With the Beans I use I don't find the time particularly relevant. Also remember that total time includes 10 secs pre infusion.


----------



## MWJB (Feb 28, 2012)

tohenk2 said:


> Doing wrong - no.
> 
> But with espresso extraction of sour notes is high at the beginning and tapers off, extraction of bitters starts slow and gets higher with time.


At the same grind setting, bitterness increases with output in the cup. A short 50s shot can be sour. A long 30s shot can be bitter.


----------



## tohenk2 (Oct 11, 2017)

MWJB said:


> At the same grind setting, bitterness increases with output in the cup. A short 50s shot can be sour. A long 30s shot can be bitter.


off course

For espresso this means either flow/pressure profiling or dose adjustment. (Since grind setting is the same and time differs)


----------



## MWJB (Feb 28, 2012)

tohenk2 said:


> off course
> 
> For espresso this means either flow/pressure profiling or dose adjustment. (Since grind setting is the same and time differs)

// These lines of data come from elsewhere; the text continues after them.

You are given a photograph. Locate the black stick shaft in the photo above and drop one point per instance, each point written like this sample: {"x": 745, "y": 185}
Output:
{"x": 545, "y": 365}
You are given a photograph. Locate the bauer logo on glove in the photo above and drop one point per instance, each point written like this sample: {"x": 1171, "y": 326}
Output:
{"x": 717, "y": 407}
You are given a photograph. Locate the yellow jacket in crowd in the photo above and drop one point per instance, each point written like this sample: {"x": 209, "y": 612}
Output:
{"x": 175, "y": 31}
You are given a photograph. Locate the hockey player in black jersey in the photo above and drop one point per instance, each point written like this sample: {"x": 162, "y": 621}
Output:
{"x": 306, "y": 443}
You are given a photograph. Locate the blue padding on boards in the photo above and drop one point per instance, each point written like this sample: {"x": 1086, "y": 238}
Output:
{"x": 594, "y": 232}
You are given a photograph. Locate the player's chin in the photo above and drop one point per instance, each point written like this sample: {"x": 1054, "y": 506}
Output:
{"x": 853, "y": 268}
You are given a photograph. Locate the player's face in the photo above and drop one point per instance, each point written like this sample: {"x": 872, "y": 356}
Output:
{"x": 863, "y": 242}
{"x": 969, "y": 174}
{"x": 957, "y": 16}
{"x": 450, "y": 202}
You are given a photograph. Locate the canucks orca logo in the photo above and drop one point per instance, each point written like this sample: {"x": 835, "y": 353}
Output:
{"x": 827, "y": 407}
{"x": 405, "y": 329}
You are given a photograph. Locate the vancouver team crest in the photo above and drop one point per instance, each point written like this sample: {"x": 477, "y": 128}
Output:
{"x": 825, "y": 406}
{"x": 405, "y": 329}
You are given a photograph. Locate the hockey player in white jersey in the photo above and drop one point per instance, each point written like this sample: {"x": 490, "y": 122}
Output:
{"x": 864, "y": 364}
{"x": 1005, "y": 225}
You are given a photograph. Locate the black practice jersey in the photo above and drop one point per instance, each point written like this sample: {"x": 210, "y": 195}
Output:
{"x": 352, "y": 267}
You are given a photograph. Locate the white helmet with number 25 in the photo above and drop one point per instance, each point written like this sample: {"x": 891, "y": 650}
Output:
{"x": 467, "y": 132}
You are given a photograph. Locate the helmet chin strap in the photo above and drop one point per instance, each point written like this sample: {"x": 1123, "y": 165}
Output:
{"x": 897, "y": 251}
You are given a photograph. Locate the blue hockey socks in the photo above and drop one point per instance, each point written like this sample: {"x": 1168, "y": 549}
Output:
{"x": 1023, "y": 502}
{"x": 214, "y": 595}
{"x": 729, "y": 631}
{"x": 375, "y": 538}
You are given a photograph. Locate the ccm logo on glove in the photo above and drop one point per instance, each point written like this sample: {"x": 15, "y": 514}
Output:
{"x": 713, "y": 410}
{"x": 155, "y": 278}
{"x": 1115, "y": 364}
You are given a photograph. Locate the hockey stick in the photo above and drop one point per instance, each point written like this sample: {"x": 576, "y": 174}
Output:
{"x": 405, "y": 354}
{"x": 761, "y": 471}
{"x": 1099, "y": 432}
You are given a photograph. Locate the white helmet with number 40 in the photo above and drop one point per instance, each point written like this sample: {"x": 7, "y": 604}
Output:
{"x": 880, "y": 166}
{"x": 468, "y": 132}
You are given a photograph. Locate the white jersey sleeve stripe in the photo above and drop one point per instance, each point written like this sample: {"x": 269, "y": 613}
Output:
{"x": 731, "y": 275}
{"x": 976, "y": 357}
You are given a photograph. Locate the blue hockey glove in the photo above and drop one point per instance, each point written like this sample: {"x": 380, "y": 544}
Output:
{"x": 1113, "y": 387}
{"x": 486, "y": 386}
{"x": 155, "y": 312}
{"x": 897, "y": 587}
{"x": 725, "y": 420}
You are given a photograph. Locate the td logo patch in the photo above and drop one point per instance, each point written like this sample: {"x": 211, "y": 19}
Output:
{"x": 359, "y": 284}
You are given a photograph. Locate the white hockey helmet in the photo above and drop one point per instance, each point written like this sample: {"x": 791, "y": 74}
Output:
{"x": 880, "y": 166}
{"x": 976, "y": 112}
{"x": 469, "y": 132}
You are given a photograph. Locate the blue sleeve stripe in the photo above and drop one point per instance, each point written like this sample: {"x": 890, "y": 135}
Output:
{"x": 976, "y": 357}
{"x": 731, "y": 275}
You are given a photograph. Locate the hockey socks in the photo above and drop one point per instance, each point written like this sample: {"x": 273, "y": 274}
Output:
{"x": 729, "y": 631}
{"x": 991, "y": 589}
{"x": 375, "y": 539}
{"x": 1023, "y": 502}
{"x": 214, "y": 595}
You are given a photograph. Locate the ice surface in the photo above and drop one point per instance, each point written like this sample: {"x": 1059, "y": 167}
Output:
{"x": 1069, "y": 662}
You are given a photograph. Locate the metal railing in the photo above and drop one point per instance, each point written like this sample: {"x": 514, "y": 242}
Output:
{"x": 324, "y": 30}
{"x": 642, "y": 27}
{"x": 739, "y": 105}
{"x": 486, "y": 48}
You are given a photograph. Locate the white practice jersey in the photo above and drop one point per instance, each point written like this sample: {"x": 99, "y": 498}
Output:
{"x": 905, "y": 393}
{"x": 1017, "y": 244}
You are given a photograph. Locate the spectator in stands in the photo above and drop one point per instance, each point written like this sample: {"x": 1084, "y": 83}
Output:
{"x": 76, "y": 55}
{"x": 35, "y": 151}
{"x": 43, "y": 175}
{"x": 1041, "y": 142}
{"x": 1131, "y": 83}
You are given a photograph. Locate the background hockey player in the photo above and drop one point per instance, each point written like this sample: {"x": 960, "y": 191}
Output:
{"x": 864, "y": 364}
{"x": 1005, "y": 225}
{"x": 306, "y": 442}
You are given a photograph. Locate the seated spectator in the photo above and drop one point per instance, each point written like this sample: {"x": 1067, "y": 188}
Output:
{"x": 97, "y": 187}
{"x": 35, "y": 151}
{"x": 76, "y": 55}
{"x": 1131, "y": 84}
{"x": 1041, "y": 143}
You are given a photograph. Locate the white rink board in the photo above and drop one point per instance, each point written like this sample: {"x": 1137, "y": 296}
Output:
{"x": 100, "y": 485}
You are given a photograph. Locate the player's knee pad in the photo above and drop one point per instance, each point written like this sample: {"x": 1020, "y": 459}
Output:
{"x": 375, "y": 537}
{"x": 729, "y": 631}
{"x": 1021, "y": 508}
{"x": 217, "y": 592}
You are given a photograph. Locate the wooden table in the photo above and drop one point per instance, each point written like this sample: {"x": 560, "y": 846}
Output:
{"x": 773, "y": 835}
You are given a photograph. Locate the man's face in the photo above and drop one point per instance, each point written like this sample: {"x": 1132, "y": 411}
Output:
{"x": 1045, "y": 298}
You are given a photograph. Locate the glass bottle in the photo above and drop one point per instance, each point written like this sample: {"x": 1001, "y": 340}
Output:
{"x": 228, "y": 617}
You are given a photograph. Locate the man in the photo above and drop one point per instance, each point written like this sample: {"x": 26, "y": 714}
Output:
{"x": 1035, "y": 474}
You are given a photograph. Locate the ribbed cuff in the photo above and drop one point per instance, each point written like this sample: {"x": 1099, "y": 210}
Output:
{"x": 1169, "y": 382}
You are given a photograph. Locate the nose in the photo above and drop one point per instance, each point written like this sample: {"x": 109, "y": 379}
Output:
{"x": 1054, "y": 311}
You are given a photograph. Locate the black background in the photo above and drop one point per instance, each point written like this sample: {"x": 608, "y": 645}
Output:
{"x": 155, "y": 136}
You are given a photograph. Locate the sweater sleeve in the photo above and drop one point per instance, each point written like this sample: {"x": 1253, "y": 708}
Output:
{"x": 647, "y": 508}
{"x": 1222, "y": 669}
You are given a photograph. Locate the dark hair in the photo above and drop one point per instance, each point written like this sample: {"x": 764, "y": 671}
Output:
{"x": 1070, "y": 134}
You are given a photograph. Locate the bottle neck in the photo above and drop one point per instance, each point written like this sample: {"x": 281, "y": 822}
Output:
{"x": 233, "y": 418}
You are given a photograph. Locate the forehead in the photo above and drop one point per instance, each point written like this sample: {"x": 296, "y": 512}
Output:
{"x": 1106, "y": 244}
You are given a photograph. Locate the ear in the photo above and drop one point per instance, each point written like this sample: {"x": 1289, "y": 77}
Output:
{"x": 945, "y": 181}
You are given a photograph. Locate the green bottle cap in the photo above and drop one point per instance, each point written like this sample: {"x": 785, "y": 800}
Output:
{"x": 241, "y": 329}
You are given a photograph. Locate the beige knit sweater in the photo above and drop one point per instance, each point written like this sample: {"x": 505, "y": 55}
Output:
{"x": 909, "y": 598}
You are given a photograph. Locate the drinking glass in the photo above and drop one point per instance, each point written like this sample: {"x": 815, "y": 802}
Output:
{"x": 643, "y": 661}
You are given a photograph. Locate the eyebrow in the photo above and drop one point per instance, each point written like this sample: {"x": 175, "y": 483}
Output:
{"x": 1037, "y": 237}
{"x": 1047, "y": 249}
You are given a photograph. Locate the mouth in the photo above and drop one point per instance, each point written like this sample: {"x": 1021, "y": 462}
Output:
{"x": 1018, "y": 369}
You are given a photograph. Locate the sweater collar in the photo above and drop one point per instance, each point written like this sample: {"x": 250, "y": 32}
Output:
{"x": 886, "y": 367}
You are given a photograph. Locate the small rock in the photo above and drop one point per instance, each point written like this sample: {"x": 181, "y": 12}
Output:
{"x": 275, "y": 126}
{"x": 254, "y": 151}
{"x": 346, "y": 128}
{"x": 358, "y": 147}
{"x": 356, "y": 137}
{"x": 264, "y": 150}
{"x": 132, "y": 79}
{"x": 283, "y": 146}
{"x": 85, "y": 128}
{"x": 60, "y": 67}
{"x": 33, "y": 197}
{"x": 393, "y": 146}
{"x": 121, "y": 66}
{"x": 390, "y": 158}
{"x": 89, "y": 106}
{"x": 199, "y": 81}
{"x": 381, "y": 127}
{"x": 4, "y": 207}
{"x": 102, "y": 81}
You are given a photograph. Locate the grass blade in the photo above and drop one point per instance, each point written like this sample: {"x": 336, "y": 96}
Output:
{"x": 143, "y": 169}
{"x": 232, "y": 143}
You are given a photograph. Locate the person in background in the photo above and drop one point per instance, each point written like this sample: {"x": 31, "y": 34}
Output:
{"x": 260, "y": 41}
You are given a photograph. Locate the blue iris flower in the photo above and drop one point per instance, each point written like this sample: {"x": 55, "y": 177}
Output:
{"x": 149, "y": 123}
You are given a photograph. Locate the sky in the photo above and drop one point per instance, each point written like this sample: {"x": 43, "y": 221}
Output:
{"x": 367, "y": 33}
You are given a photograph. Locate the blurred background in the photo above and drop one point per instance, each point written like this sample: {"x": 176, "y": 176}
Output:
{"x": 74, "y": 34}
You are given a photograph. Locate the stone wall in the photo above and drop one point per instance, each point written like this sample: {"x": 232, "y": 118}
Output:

Flow/pressure profiling isn't really relevant. Grinder & bean differences will mean a difference in shot time for the same result in terms of extraction.

Best to go by grinder setting & weight in cup, because time has a larger variation than extraction.


----------



## ajohn (Sep 23, 2017)

Did I read 18g in the standard Fracino 14g double by the OP and then some one jumping in with similar in a 20g VST?

John

-


----------



## Mrboots2u (May 10, 2013)

ajohn said:


> Did I read 18g in the standard Fracino 14g double by the OP and then some one jumping in with similar in a 20g VST?
> 
> John
> 
> -


Whatever a standard double cherub basket is , doubt its 14g though .


----------



## ajohn (Sep 23, 2017)

Mrboots2u said:


> Whatever a standard double cherub basket is , doubt its 14g though .


I'm pretty sure it is as I have a standard 14g Fracino basket. Next one up is an after market triple.

I'd suggest a 5p or 1p coin test - no impression.

John

-


----------



## Clifford (Dec 7, 2017)

ajohn said:


> Did I read 18g in the standard Fracino 14g double by the OP and then some one jumping in with similar in a 20g VST?
> 
> John
> 
> -


You're right - didn't occur to me that I've been overloading the basket (I'm revealing my noob stupidity with every post).

I've only gone with 18g on the basis of the recommendation on a coffee 101 website... time to dial back that dose.


----------



## ratty (Sep 22, 2019)

Dialed in a 9 on the Niche on 14.3g of beans for the Pavoti, after my first few days of ownership resulted in experimenting on it without a lot of luck!

First time I got the crema to show more than a surface film, and a fairly drinkable espresso appeared.

I was using Horsham Coffee Roasters Brazil Recanto (Acaia) that was roasted on 07/10/19.

Tried it on a small french press jobbie too! Moved the Niche to the 50 mark using 17g of beans. Let it bloom on 50g water for 30 secs with a bit of a surface stir, then filled up to around the 220g mark, then let it stand for just over 3 mins. It tasted great!

Will keep a closer eye on weight and timings in the morning and get this hopefully more tied down.


----------